Skin and Soft Tissue Infections Flashcards
1
Q
Erysipelas
A
- Caused by group A streptococci or streptococcus pyogenes
- 70-80 of cases affect the lower extremeties, 20% affect the face
- Predisposing factors:
- Lympoedema
- Venous stasis
- Obesity
- Diabetes
- EtOH
- Streptococcal bacteraemia occurs in approximately 5% of cases
- Clincal features of site
- Painful
- Bright red
- Oedematour
- Peau d’orange
- Rarely cultured from surface of skin
2
Q
Scarlet Fever
A
- Most commonly dure to S.pyogenes, rarely similar with S.aureus
- Scarlatiniform rash:
- Fine, red, rough textured
- Blanching
- Begins on chest, armpits and behind ears
- ==> Desquamation after 2-5 days
- Symptoms due to exotoxin production
3
Q
Staphylococcal Scalded Skin Syndrome
A
- Commonly seen in infancy/early childhood
- Production of a circulating epidermolytic toxin ==> intradermal cleavage at the granular layer and desquamation
- Onset over a few hours to days , recovery within 5-7 days
- Worse sites tend to be face, neck, axilla and groin
- Scald-like appearance ==> large flaccid bulla
- Perioral crusting typical
- Intraepidermal blistering
- Very painful
- Caused by phage group II, benzylpenicillin-resistant (coagulase positive) staphylococci
- Tx - abx and analgesia
4
Q
Toxic Shock Syndrome
A
- Toxic shock syndrome is an uncommon but severe acute illness with fever, widespread red rash accompanied by involvement of other body organs.

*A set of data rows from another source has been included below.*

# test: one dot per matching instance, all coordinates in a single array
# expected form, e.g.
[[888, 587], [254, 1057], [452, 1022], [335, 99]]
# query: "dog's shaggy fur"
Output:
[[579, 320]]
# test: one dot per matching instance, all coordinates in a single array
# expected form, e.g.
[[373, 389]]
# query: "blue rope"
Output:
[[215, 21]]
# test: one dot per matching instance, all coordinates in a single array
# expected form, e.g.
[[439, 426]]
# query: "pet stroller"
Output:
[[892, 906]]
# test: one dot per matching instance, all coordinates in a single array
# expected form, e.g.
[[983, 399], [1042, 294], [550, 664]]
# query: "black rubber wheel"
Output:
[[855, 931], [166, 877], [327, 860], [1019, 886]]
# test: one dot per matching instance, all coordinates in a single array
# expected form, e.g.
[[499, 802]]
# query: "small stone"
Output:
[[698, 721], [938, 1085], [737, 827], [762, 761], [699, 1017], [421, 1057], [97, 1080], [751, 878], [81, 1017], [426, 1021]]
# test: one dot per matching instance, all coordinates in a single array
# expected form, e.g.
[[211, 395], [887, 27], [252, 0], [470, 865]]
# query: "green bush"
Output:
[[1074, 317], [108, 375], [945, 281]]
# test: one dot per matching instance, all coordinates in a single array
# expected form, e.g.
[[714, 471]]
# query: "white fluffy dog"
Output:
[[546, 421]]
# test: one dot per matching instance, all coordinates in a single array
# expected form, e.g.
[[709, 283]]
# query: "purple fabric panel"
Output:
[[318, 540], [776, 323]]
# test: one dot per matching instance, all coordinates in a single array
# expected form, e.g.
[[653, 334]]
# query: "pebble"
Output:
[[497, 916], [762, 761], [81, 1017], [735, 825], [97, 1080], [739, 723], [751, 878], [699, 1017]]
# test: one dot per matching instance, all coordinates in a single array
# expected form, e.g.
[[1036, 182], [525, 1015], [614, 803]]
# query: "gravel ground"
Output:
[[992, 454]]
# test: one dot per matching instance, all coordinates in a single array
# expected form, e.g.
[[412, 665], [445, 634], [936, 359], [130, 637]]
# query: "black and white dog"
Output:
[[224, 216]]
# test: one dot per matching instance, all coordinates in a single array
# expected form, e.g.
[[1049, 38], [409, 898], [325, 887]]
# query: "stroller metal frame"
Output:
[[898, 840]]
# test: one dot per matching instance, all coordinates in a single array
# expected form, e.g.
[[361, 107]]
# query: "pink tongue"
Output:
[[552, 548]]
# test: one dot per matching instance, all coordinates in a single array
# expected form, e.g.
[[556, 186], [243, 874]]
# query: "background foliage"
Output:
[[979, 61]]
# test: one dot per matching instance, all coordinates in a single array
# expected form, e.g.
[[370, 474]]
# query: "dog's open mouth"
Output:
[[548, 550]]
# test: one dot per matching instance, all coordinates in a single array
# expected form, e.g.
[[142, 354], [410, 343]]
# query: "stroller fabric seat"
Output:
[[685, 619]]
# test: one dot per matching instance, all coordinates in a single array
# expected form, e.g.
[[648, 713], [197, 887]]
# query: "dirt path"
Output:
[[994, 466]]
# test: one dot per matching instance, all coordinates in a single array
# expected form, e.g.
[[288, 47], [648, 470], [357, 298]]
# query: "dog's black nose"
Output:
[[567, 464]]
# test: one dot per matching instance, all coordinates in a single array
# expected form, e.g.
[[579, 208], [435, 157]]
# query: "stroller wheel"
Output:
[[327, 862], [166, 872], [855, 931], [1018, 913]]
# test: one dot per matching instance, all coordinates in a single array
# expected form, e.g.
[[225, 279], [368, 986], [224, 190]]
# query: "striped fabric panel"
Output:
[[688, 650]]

- Caused by the release of exotoxins from toxigenic strains of the bacteria Staphylococcus aureus and Streptococcus pyogenes
- Most commonly S.aureus ==> producing toxic shock syndrome toxin-1 (TSST-1)
- Alternatively staphylococcal enterotoxin B or C
- ==> Massive amounts of cytokines (cell-mediator chemicals):
- Fever
- Rash
- Low blood pressure
- Tissue injury
- Shock
- ==> Massive amounts of cytokines (cell-mediator chemicals):
- Tx - IV abx and supportive
5
Q
Cellulitis
A
- An acute spreading infection of the skin extending deeper than erysipelas and involves the subcutaneous tissues. Blood cultures positive in 2-4%.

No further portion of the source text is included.